Given the enter vectors
Vector3 AB = Vector3(Bx, By, Bz) - Vector3(Ax, Ay, Az);
Vector3 Caxis = Vector3(Cx, Cy, Cz) - Vector3(Ax, Ay, Az); // That is the vector from A to C
The path of the end result vector C we search is identical path as (AB cross Caxis) cross AB
Vector3 Cdir = Vector3.Cross(Vector3.Cross(AB, Caxis), AB).Normalize();
Discovering the magnitude is extra concerned. We all know that beginning on the level Cz and going within the path Cdir should intersect alongside AB
Caxis - alpha * Cdir == beta * AB
and we have to discover unknowns alpha and beta. We will discover a vector perpendicular to Caxis by projecting AB onto the airplane to which Caxis is regular
Vector3 Cperp = Vector3.ProjectOnPlane(Caxis, AB).Normalize();
so our equation with alpha and beta might be diminished to 1 unknown
- alpha * (Cdir . Cperp)/(AB . Cperp) == beta
So fixing for alpha (which is the truth is the magnitude of our remaining vector C)
Caxis == alpha * (Cdir - AB* (Cdir . Cperp)/(AB . Cperp) )

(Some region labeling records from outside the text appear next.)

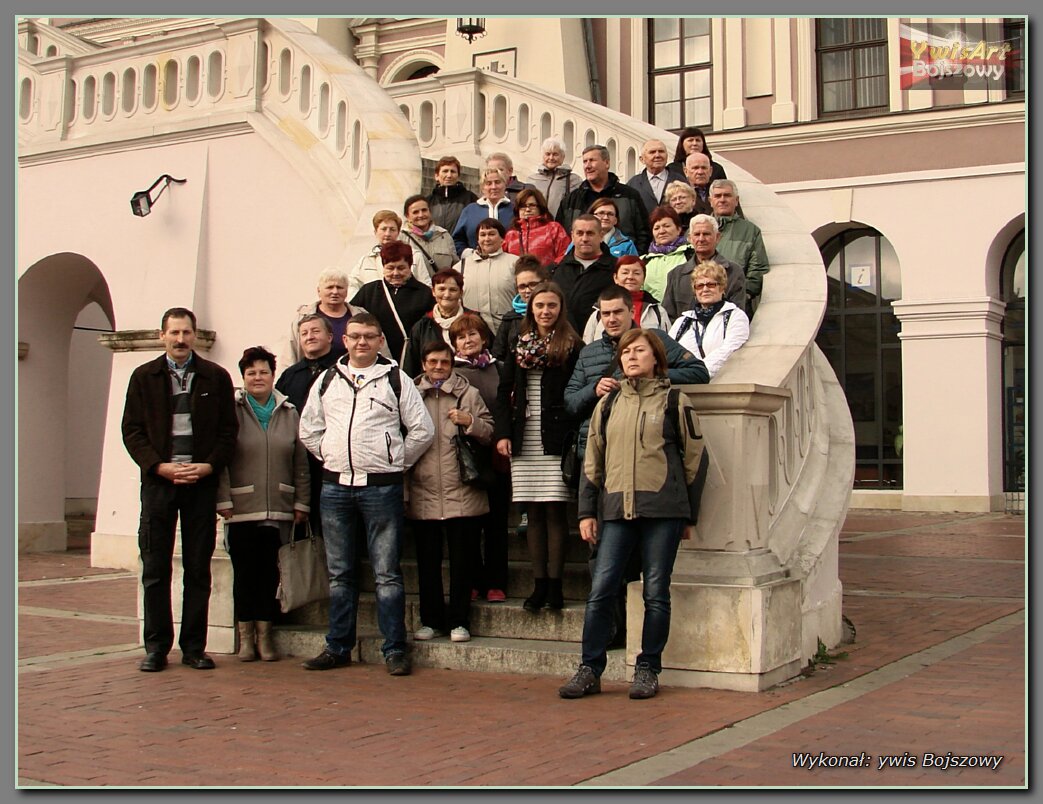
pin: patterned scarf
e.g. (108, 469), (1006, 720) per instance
(431, 304), (463, 339)
(514, 331), (554, 368)
(649, 235), (688, 254)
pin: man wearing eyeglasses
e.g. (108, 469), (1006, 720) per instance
(300, 313), (434, 676)
(662, 215), (746, 321)
(627, 140), (687, 215)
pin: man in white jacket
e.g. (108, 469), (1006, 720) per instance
(300, 313), (435, 676)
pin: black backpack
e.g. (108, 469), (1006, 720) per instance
(319, 363), (408, 435)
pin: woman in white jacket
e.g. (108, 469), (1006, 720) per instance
(670, 263), (750, 379)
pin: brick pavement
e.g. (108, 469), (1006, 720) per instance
(18, 512), (1025, 787)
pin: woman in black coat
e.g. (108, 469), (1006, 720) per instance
(493, 282), (583, 612)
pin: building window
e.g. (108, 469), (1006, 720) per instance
(815, 18), (888, 117)
(816, 227), (903, 489)
(1003, 20), (1025, 96)
(649, 17), (712, 131)
(1000, 229), (1025, 491)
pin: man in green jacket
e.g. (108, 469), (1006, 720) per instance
(710, 178), (769, 314)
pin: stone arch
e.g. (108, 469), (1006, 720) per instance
(985, 214), (1025, 298)
(380, 49), (445, 87)
(18, 252), (116, 552)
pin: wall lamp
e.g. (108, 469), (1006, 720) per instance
(130, 173), (188, 218)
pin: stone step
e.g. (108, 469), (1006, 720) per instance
(280, 592), (586, 644)
(346, 559), (590, 601)
(402, 520), (590, 562)
(274, 626), (630, 682)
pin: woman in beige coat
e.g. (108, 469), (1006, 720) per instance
(406, 340), (492, 642)
(217, 346), (311, 661)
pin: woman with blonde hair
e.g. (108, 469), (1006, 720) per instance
(670, 263), (750, 377)
(347, 210), (431, 298)
(558, 328), (708, 699)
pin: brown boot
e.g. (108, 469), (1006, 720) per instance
(238, 620), (258, 661)
(258, 619), (278, 661)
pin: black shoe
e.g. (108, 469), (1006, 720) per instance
(522, 578), (547, 614)
(547, 578), (565, 611)
(558, 664), (601, 698)
(181, 653), (217, 669)
(138, 653), (167, 673)
(300, 650), (351, 669)
(630, 664), (659, 700)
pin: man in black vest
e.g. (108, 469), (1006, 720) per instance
(123, 308), (239, 673)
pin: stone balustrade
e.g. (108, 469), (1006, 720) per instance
(18, 19), (420, 260)
(386, 69), (677, 180)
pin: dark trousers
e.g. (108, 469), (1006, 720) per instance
(587, 527), (641, 648)
(138, 483), (217, 656)
(411, 516), (479, 631)
(470, 472), (511, 594)
(228, 522), (281, 623)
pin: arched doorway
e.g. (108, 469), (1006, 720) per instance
(18, 253), (114, 551)
(816, 226), (903, 490)
(999, 229), (1025, 496)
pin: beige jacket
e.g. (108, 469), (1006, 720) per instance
(217, 389), (311, 522)
(406, 371), (492, 520)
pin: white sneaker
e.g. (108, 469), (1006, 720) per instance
(450, 626), (470, 642)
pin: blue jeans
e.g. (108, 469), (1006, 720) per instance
(583, 518), (685, 676)
(320, 482), (407, 658)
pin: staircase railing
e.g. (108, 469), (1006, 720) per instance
(18, 19), (420, 264)
(387, 70), (854, 659)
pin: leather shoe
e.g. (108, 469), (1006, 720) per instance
(138, 653), (167, 673)
(181, 653), (217, 669)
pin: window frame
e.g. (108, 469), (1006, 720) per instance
(646, 17), (713, 132)
(815, 17), (891, 120)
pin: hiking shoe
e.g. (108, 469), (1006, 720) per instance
(300, 649), (351, 669)
(630, 664), (659, 700)
(450, 626), (470, 642)
(558, 664), (601, 698)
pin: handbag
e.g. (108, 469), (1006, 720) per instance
(561, 430), (583, 489)
(275, 526), (330, 614)
(451, 405), (495, 489)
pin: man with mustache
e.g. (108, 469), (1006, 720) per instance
(123, 308), (239, 673)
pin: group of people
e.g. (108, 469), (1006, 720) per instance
(124, 129), (768, 698)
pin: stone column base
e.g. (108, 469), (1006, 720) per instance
(627, 578), (802, 691)
(18, 519), (69, 553)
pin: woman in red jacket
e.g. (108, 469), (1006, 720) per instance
(504, 188), (573, 265)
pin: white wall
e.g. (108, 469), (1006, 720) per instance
(65, 302), (113, 501)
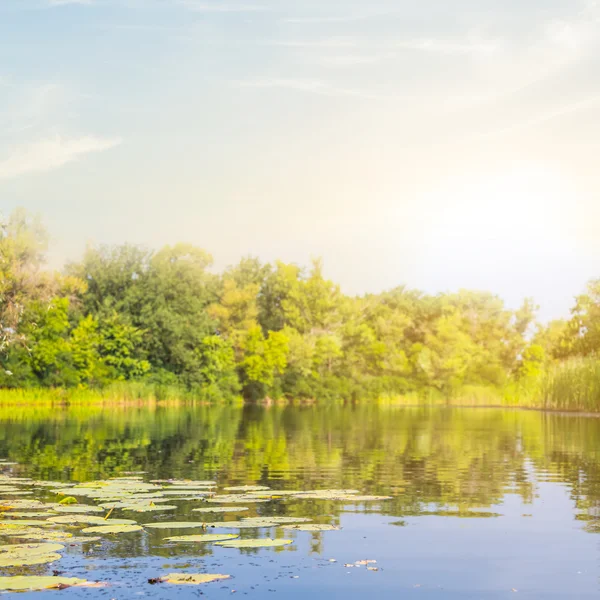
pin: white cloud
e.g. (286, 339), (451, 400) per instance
(178, 0), (267, 13)
(0, 136), (121, 180)
(236, 78), (381, 100)
(394, 38), (500, 56)
(261, 37), (357, 49)
(48, 0), (93, 6)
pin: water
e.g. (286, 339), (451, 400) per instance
(0, 407), (600, 600)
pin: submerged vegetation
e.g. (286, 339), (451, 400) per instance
(0, 211), (600, 411)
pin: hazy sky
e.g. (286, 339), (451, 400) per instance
(0, 0), (600, 318)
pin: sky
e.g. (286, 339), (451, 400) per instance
(0, 0), (600, 320)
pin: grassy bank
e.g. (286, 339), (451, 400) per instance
(0, 358), (600, 413)
(0, 382), (242, 406)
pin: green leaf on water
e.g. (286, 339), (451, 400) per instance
(240, 517), (312, 526)
(0, 552), (62, 567)
(121, 504), (177, 512)
(81, 525), (143, 533)
(54, 504), (104, 514)
(144, 521), (208, 529)
(283, 523), (341, 531)
(206, 494), (271, 504)
(160, 573), (231, 585)
(192, 506), (250, 513)
(0, 544), (65, 557)
(165, 533), (239, 543)
(0, 575), (86, 592)
(59, 496), (77, 504)
(0, 519), (52, 530)
(2, 510), (52, 519)
(46, 515), (136, 525)
(216, 538), (292, 548)
(223, 485), (271, 492)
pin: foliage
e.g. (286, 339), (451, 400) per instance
(0, 206), (600, 404)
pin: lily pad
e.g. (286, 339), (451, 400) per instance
(145, 521), (208, 529)
(54, 504), (104, 514)
(160, 573), (231, 585)
(192, 506), (250, 513)
(47, 515), (136, 525)
(206, 494), (271, 504)
(3, 510), (52, 519)
(165, 533), (239, 543)
(0, 552), (62, 567)
(0, 544), (65, 557)
(283, 523), (340, 531)
(240, 517), (312, 525)
(0, 575), (86, 592)
(0, 519), (52, 530)
(216, 538), (292, 548)
(223, 485), (271, 492)
(162, 490), (213, 498)
(81, 525), (142, 533)
(122, 504), (177, 512)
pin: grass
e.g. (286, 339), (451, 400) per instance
(0, 358), (600, 413)
(0, 381), (241, 406)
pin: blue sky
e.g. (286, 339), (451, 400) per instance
(0, 0), (600, 318)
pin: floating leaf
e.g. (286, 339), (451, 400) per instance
(54, 504), (104, 514)
(46, 515), (136, 525)
(165, 533), (239, 543)
(192, 506), (250, 513)
(0, 552), (62, 567)
(59, 496), (77, 504)
(81, 525), (142, 533)
(145, 521), (208, 529)
(10, 527), (73, 542)
(240, 517), (312, 525)
(0, 575), (87, 592)
(122, 504), (177, 512)
(3, 510), (52, 518)
(283, 523), (340, 531)
(0, 544), (65, 557)
(162, 490), (213, 498)
(223, 485), (270, 492)
(206, 494), (270, 504)
(216, 538), (292, 548)
(160, 573), (231, 585)
(0, 519), (52, 529)
(151, 479), (217, 487)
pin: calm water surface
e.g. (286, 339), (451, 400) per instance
(0, 407), (600, 600)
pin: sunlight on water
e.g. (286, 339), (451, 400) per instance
(0, 406), (600, 599)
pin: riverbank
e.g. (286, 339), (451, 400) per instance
(0, 358), (600, 414)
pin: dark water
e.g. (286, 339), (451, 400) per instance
(0, 407), (600, 600)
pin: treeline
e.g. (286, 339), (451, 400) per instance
(0, 210), (600, 400)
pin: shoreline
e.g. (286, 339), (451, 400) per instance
(0, 390), (600, 418)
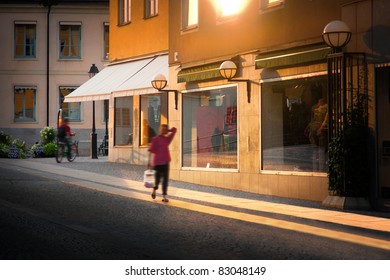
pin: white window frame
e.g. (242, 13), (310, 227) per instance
(181, 0), (199, 30)
(145, 0), (158, 18)
(119, 0), (131, 25)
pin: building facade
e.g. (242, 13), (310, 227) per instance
(65, 0), (390, 208)
(0, 0), (109, 155)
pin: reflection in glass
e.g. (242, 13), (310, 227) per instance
(114, 96), (133, 146)
(261, 76), (328, 172)
(182, 86), (237, 169)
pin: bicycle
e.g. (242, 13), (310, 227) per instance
(56, 139), (79, 163)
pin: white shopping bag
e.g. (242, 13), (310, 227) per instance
(144, 169), (156, 188)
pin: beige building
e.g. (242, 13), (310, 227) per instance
(64, 0), (390, 208)
(0, 0), (109, 155)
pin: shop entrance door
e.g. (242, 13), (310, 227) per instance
(375, 67), (390, 211)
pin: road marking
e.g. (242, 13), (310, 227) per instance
(64, 181), (390, 251)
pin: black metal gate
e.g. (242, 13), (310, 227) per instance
(328, 53), (369, 196)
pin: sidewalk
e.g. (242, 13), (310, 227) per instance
(0, 157), (390, 250)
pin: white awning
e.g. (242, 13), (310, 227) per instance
(65, 55), (168, 102)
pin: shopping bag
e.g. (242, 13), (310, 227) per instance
(144, 169), (156, 188)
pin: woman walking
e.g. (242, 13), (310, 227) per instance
(148, 124), (177, 202)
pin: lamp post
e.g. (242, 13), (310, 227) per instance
(88, 64), (99, 159)
(151, 74), (179, 110)
(219, 60), (251, 103)
(322, 20), (369, 197)
(322, 20), (352, 52)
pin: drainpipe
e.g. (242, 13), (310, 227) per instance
(46, 3), (52, 126)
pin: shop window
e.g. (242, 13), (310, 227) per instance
(114, 96), (134, 146)
(145, 0), (158, 18)
(217, 0), (246, 19)
(261, 76), (328, 172)
(14, 22), (37, 58)
(14, 87), (37, 122)
(119, 0), (131, 25)
(103, 22), (110, 60)
(60, 22), (81, 59)
(140, 93), (168, 146)
(181, 0), (198, 30)
(59, 86), (81, 122)
(182, 86), (238, 169)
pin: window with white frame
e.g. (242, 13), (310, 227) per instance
(260, 0), (284, 10)
(145, 0), (158, 18)
(114, 96), (134, 146)
(59, 86), (81, 122)
(182, 86), (238, 169)
(14, 86), (37, 122)
(140, 93), (168, 146)
(103, 22), (110, 60)
(59, 22), (81, 59)
(119, 0), (131, 25)
(181, 0), (198, 30)
(217, 0), (246, 19)
(14, 22), (37, 58)
(261, 75), (328, 172)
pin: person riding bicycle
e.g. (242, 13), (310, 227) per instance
(57, 118), (76, 158)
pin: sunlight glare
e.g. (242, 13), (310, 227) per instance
(217, 0), (247, 17)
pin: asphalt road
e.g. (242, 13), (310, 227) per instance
(0, 163), (390, 260)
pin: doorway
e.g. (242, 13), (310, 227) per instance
(375, 66), (390, 211)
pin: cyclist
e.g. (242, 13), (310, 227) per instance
(57, 118), (76, 158)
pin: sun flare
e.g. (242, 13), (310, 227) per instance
(217, 0), (247, 17)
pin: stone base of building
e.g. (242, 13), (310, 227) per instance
(322, 195), (371, 210)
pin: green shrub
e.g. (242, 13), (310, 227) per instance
(0, 131), (11, 146)
(43, 143), (57, 157)
(11, 138), (27, 152)
(30, 143), (45, 158)
(41, 127), (56, 145)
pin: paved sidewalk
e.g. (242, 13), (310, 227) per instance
(0, 157), (390, 250)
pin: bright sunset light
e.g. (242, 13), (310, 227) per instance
(217, 0), (247, 17)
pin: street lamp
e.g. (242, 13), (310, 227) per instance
(219, 60), (251, 103)
(88, 64), (99, 159)
(151, 74), (179, 110)
(322, 20), (352, 52)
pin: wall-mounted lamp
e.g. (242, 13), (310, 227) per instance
(322, 20), (352, 52)
(219, 60), (251, 103)
(151, 74), (179, 110)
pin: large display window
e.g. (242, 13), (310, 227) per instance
(182, 86), (238, 169)
(261, 76), (328, 172)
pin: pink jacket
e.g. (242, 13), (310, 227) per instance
(148, 127), (177, 166)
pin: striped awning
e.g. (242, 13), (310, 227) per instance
(65, 55), (168, 102)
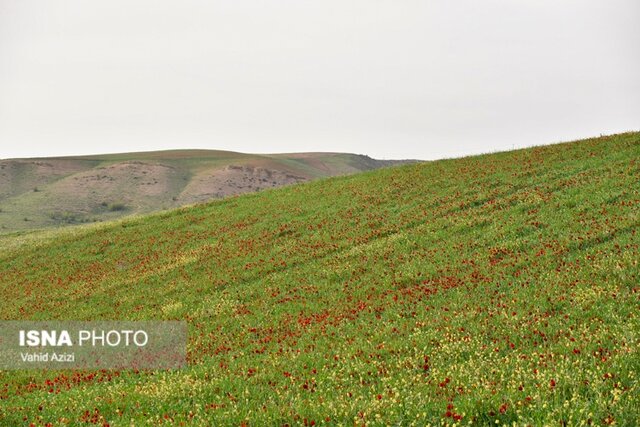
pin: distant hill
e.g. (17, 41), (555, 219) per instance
(0, 133), (640, 427)
(0, 150), (412, 233)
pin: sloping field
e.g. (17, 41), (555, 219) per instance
(0, 133), (640, 426)
(0, 150), (402, 234)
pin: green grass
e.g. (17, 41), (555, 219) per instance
(0, 150), (395, 234)
(0, 133), (640, 426)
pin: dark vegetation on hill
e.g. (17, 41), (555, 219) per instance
(0, 133), (640, 426)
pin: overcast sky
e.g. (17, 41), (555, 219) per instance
(0, 0), (640, 159)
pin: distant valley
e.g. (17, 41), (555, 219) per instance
(0, 150), (409, 234)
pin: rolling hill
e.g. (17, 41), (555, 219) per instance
(0, 133), (640, 426)
(0, 150), (403, 233)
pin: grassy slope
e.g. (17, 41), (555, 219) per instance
(0, 133), (640, 425)
(0, 150), (400, 233)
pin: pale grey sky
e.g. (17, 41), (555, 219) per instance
(0, 0), (640, 159)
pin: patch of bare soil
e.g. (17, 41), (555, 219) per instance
(178, 165), (307, 203)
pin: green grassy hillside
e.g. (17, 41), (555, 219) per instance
(0, 150), (398, 234)
(0, 133), (640, 426)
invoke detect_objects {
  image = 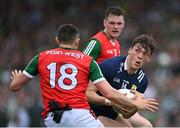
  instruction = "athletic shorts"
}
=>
[44,108,104,128]
[91,104,118,120]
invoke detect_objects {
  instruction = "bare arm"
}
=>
[9,70,31,91]
[89,80,158,112]
[86,82,111,106]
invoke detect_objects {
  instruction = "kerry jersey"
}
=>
[83,31,120,64]
[99,57,148,93]
[23,48,104,117]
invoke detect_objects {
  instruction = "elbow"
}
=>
[9,82,19,92]
[103,90,114,100]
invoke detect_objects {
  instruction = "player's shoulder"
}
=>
[136,68,148,83]
[102,56,126,66]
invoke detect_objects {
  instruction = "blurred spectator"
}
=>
[0,0,180,127]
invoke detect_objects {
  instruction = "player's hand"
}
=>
[112,102,137,119]
[133,98,159,112]
[131,89,144,100]
[10,69,22,80]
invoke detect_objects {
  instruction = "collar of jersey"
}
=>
[101,31,115,46]
[124,57,138,74]
[60,47,77,50]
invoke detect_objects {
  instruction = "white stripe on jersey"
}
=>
[137,70,145,83]
[83,40,96,55]
[23,70,34,78]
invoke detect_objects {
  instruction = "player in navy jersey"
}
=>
[86,35,156,127]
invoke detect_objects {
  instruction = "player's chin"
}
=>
[133,65,141,70]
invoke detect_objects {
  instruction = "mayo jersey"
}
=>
[82,31,120,64]
[23,48,104,118]
[99,56,148,93]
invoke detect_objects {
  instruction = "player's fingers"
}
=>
[148,105,158,110]
[148,99,159,106]
[19,70,22,74]
[146,107,155,112]
[11,71,15,76]
[10,76,14,80]
[15,69,18,74]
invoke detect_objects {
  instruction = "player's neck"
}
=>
[126,56,136,75]
[103,30,116,42]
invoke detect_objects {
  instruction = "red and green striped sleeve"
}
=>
[82,39,101,60]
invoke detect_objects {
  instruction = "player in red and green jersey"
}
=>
[82,7,124,63]
[10,24,157,127]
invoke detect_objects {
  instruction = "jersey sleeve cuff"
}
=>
[92,77,106,84]
[23,70,34,78]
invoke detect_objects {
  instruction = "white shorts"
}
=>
[44,108,104,128]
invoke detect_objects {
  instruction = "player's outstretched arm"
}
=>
[133,98,159,112]
[9,69,31,91]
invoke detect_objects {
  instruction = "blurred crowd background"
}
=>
[0,0,180,127]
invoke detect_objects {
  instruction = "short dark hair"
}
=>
[105,6,125,19]
[131,34,157,55]
[57,24,79,43]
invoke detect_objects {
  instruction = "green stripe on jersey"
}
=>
[25,55,39,76]
[82,39,101,60]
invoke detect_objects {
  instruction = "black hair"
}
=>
[105,6,125,19]
[131,34,157,55]
[57,24,79,44]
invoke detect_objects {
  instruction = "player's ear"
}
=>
[103,19,106,27]
[128,48,132,55]
[147,57,151,62]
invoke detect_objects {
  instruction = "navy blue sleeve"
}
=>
[137,76,148,93]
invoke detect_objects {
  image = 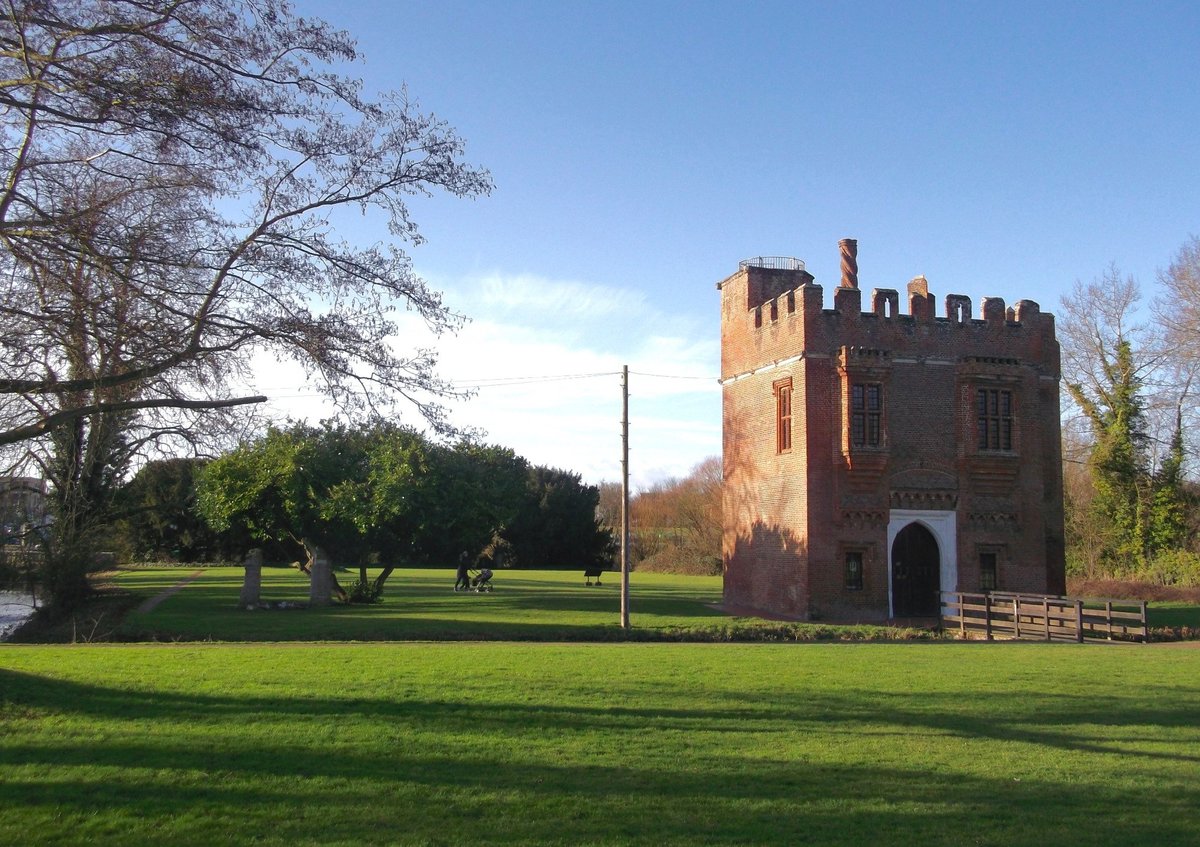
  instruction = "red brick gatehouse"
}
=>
[718,239,1064,620]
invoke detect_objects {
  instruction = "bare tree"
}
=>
[1153,235,1200,470]
[0,0,491,607]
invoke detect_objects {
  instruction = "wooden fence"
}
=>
[942,591,1150,642]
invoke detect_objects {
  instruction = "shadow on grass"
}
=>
[0,671,1200,845]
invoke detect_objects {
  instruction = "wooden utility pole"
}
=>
[620,365,629,630]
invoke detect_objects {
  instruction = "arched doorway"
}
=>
[892,522,942,618]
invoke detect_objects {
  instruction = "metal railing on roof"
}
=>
[738,256,804,271]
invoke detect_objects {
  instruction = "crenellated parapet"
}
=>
[718,239,1058,377]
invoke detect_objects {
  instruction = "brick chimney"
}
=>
[838,239,858,288]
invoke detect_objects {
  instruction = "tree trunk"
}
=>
[376,565,396,594]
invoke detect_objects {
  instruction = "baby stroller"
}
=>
[470,567,492,594]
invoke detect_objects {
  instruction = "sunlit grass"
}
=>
[115,567,724,641]
[0,643,1200,845]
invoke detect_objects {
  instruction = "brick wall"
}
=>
[719,250,1064,619]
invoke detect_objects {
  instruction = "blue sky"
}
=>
[268,0,1200,485]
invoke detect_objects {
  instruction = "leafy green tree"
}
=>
[500,465,613,567]
[0,0,492,605]
[116,458,224,561]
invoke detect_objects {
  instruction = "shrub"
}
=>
[1138,549,1200,587]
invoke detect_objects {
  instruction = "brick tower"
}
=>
[718,239,1064,620]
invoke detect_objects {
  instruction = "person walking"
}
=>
[454,551,470,591]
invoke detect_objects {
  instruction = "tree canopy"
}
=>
[0,0,492,607]
[197,422,611,599]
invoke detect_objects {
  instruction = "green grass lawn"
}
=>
[0,638,1200,846]
[116,567,725,641]
[115,567,911,641]
[1146,600,1200,630]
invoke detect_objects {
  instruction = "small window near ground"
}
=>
[979,553,996,591]
[846,551,863,591]
[774,379,792,453]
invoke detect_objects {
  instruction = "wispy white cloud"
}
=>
[243,267,720,487]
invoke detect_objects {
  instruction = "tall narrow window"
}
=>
[775,379,792,453]
[976,389,1013,450]
[850,383,883,447]
[979,553,997,591]
[846,549,863,591]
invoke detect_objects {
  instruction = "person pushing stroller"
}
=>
[454,553,470,591]
[470,567,492,593]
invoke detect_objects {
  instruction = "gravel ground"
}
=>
[0,591,34,641]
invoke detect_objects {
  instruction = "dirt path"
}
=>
[133,570,204,614]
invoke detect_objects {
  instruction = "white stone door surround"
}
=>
[887,509,959,618]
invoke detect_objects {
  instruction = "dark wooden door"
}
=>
[892,523,942,618]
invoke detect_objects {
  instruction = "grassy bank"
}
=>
[108,567,919,641]
[0,643,1200,846]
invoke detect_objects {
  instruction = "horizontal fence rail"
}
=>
[942,591,1150,643]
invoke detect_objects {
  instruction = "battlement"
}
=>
[718,239,1058,376]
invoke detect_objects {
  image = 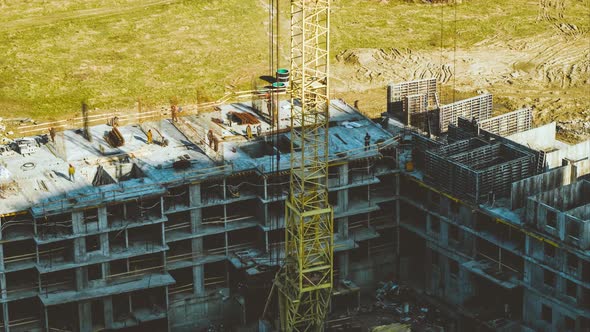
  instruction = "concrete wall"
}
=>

It is a vector equation, however we will clear up for alpha by taking the dot product with Caxis on either side. Writing code once more that is
float num = Caxis.magnitude*Caxis.magnitude;
float denom1 = Vector3.Dot(Cdir, Caxis);
float denom2 = Vector3.Dot(AB, Caxis) * Vector3.Dot(Cdir, Cperp) / Vector3.Dot(AB, Cperp);
float Cmag = num/(denom1 - denom2);
C is then, utilizing the signal conference out of your diagram,
Vector3 C = Cmag*Cdir;
I am leaving it with out checks for instances the place you get a divide by zero, akin to when factors B and C are equivalent.